In the past, Meaningful minutes highlighted that benchmark indices moved in tandem with FII flows. More the FII flows, higher the Sensex value or vice versa.
In 2013, a different picture has emerged so far. The direct correlation between foreign flows and Sensex movement no longer exists.
Here are some pointers to why this is the case:
Local investors selling:Domestic institutional investors have been aggressive net sellers. These include mutual funds and insurance companies. They sold close to $ 6bn worth of shares. This indicates that despite a bullish outlook of foreign investors, local investors do not see better prospects for Indian equities.
Intensity of domestic selling high:The intensity of selling by domestic mutual funds has increased. This is reflected in the monthly trading activity. The net buying or selling activity of domestic funds was usually half of that of FIIs. So, for example, when foreign funds bought shares worth $ 200m, local would sell $ 40m worth of shares or vice versa. This difference has narrowed down in 2013. The activity in three months to March 2013 indicates that local funds are selling as much as FIIs are buying. This is perhaps a key reason why benchmark indices are not moving decisively in one direction.
FII also buying into new issues:FIIs have invested close to $ 1.9bn in 2013 so far into new issue of shares, according to Sebi data. The primary market has witnessed offerings of close to $ 4.3bn from private and state-owned companies in 2013 so far, according to a report in the Business Standard. If one takes out FII flows into the primary market, the net FII buying for 2013 is not significantly higher than the selling by domestic institutional investors.
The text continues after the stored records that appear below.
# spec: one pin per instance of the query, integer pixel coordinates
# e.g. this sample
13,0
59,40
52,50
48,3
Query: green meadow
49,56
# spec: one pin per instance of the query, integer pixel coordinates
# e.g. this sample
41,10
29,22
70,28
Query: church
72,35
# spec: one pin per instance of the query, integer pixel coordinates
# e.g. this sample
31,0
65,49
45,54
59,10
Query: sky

What next:Investors do not like economic or political uncertainty. India goes to polls in 2014. Over the next 12 to 14 months, investors would look for the government’s ability to push economic growth up. Prospects for a higher economic growth are necessary for Indian companies to pursue expansion of business. The selling by domestic mutual funds suggests that retail investors in India prefer to keep money in bank deposits or gold.
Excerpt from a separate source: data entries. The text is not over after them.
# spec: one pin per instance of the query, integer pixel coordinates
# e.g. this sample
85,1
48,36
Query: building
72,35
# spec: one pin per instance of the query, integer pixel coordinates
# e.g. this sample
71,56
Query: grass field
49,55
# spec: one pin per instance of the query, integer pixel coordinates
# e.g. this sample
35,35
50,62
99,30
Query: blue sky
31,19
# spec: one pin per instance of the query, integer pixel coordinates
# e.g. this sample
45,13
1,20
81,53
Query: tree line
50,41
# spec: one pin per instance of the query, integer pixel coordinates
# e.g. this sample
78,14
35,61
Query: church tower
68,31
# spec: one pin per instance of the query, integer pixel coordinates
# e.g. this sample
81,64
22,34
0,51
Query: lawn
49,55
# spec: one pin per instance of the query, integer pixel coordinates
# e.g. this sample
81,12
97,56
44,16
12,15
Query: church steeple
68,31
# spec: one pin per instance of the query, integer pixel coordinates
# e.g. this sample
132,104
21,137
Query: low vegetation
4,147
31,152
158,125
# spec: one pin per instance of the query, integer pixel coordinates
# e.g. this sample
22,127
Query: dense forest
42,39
The total value of foreign institutional investor ownership of Indian shares listed on stock exchanges is $ 136bn, according to data from Securities and Exchange Board of India. To put things in perspective, the free-float market cap of the S&P BSE 500 index is $ 498bn. This is total value of shares that are available for trading and not held by promoters for the S&P BSE 500 index. FIIs control 25% of the total value of shares available for trading.